MF when used in animals inhibited the expression of IL-6 and IL-1β (Reference Cameron, Morrison and Levin16). However, its impact on serum inflammation markers in humans remains controversial(Reference Wang, Zhu and Hu17). In a study with overweight subjects and impaired glucose tolerance, the use of MF significantly decreased IL-6; meanwhile, a systematic review with meta-analysis evidenced no significant changes in IL-6 levels in women with polycystic ovaries(Reference Wang, Zhu and Hu17). Regarding side effects, MF can cause gastrointestinal disorders like diarrhoea, nausea/vomiting, abdominal pain, flatulence and other symptoms(Reference Saluja, Pareek and Swami18).

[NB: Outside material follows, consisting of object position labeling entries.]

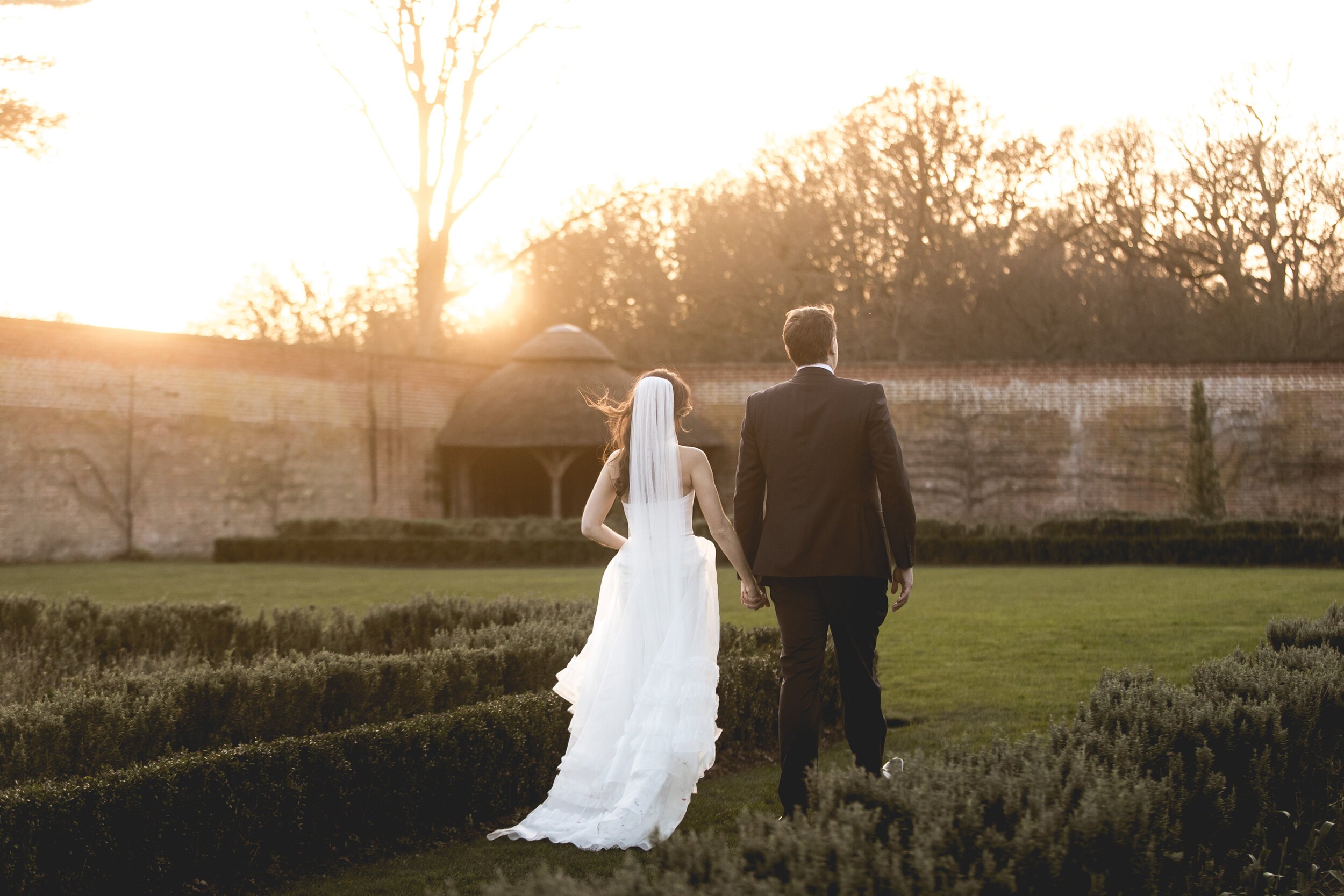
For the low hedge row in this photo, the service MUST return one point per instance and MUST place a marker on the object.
(104, 634)
(227, 817)
(1063, 542)
(1327, 632)
(130, 719)
(416, 551)
(1151, 789)
(515, 527)
(1207, 550)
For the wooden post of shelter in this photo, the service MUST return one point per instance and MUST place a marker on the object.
(555, 461)
(460, 485)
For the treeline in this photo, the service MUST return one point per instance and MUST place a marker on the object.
(940, 234)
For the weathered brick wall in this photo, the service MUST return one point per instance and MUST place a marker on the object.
(225, 437)
(229, 437)
(1022, 442)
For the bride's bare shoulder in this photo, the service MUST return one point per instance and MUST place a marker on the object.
(692, 454)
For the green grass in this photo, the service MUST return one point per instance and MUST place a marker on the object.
(979, 650)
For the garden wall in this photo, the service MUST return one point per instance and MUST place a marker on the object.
(227, 437)
(1019, 442)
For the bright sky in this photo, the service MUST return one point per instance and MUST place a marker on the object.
(206, 139)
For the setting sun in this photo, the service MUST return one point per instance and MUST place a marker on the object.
(488, 293)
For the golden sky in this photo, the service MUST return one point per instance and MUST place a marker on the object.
(206, 139)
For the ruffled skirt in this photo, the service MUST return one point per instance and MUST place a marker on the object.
(644, 700)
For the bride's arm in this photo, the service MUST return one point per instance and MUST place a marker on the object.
(707, 493)
(600, 504)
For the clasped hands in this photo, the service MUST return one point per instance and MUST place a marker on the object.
(753, 596)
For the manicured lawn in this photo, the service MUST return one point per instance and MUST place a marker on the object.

Therefore, considering that GT is one of the most consumed beverages in the world(Reference Ratnani and Malik19) due to its effects on the improvement of obesity(Reference Lin, Shi and Su20) and that MF has also been recognised as a potential great therapy for that condition(Reference Melin, Forslund and Alesi21), it can be hypothesised that the combined use of these substances could be beneficial. However, in a randomised clinical trial carried out by our research group, GT presented a superior hypoglycaemic effect when compared with MF and had its effect nullified when consumed with that drug(Reference Alves Ferreira, Oliveira Gomes and Guimarães de Moraes22).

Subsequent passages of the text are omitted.